The USD/JPY pair fell during the session on Tuesday, testing the 103 support level. This level of course has been massively resistive in the past, so it makes sense that would be supportive now. This represents a fairly significant break out, and we believe that it opens the door to the 105 level. However, it makes sense that we could possibly go sideways in the meantime, as we recognize that the market may need to take a little bit of a rest after the recent airboat move higher.
The market also finds itself looking at the interest rate differential between the two currencies, it as they should continue to favor the Americans. With that, we believe that this pair eventually goes higher, and that the 105 level will eventually be touched. We recognize that there is a lot of noise between here and there, so we could get pullbacks from time to time, but those should end up being buying opportunities. Because of this, we feel that this market does eventually break out to the upside as well as the Bank of Japan will continue to expand its monetary policy, sending the value of the Yen down. Ultimately, we are buyers on pullbacks, as well as breakouts.

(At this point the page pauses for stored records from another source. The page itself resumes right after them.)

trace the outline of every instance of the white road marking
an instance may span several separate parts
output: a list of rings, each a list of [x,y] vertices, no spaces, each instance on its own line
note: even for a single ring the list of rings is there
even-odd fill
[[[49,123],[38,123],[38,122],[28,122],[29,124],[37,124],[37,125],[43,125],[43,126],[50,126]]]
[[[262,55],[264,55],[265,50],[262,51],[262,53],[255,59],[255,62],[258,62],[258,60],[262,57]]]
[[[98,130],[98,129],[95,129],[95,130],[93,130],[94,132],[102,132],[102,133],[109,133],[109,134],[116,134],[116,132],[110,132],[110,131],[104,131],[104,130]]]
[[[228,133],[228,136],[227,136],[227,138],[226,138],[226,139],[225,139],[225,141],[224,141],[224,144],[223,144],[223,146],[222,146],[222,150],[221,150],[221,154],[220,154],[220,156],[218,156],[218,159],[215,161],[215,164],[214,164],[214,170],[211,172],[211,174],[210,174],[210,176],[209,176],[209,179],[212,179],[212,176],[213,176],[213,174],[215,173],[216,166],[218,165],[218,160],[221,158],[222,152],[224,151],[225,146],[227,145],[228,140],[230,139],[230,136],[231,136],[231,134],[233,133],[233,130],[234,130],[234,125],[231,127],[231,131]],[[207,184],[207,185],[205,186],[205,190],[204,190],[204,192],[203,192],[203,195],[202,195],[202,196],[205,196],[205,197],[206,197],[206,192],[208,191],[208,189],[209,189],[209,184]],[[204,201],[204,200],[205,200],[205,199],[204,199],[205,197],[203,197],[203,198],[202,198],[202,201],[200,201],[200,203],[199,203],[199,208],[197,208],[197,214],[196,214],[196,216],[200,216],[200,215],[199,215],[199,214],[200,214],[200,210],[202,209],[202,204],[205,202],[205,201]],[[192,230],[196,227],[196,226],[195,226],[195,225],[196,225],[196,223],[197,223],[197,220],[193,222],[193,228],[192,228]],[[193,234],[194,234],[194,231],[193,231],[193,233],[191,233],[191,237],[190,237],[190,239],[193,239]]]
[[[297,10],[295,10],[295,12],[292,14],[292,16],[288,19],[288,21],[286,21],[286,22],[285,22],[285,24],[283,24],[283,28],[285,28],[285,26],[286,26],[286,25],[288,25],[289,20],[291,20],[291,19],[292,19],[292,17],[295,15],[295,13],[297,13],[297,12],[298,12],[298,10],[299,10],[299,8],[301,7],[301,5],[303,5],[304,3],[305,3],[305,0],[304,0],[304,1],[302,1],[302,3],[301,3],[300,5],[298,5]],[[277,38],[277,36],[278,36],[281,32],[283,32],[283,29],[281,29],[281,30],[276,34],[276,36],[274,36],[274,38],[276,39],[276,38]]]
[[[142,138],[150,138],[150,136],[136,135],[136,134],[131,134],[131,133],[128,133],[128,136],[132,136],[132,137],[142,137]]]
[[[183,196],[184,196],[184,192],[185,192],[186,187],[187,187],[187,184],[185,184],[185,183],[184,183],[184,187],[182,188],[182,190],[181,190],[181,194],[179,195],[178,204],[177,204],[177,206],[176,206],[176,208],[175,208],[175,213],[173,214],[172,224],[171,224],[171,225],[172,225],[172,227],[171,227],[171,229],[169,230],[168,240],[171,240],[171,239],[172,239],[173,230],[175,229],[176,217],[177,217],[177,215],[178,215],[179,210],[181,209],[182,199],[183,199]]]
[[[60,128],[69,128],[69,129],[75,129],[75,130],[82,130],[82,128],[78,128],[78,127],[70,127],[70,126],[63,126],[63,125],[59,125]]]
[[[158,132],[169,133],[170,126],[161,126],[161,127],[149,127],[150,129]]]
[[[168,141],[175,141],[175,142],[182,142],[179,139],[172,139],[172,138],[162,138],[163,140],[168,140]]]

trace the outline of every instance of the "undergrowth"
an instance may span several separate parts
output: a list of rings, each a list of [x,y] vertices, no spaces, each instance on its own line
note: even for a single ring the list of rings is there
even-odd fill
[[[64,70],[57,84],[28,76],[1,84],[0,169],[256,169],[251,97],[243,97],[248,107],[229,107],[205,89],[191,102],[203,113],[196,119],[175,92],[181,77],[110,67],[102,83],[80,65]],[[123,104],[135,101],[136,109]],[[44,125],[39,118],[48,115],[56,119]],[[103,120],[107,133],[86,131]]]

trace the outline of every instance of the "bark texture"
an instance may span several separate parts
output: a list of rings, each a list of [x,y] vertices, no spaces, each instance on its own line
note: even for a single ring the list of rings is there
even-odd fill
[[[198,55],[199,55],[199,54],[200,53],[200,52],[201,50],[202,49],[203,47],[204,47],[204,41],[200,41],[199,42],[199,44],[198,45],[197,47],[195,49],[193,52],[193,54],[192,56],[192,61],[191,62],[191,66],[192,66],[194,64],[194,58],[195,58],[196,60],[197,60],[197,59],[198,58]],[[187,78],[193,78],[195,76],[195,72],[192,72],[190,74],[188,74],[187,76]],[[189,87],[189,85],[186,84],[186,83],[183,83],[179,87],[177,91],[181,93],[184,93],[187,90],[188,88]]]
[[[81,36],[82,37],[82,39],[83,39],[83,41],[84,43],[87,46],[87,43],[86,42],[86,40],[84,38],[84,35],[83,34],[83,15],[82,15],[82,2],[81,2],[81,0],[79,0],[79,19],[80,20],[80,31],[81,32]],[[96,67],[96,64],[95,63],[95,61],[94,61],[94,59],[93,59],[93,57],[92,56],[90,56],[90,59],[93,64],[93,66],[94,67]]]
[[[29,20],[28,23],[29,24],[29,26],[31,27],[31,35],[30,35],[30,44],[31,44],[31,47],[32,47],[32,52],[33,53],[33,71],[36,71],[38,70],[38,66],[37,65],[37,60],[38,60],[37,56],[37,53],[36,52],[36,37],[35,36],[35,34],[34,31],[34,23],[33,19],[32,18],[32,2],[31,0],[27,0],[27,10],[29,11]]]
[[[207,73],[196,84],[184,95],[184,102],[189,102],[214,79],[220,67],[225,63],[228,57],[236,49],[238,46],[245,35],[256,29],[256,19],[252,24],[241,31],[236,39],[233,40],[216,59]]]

Above the 105 level, the market should head towards the 110 level, which is our longer-term target. We believe that by the end of the year we should reach that area, but expect a lot of choppiness as this would be a trend reversal. It takes some time to build a base large enough and significant enough to bottom out a market, and that of course is one of those things that is typically only noticed in hindsight. However, this pair does have a history of being very volatile when changing directions, and we feel that this is going to be more of the same.
We have no interest in selling this pair at all, and will only buy it, but do recognize from time to time it might be difficult to hang onto the position. Because of this, we are entering with small positions and adding as we go along.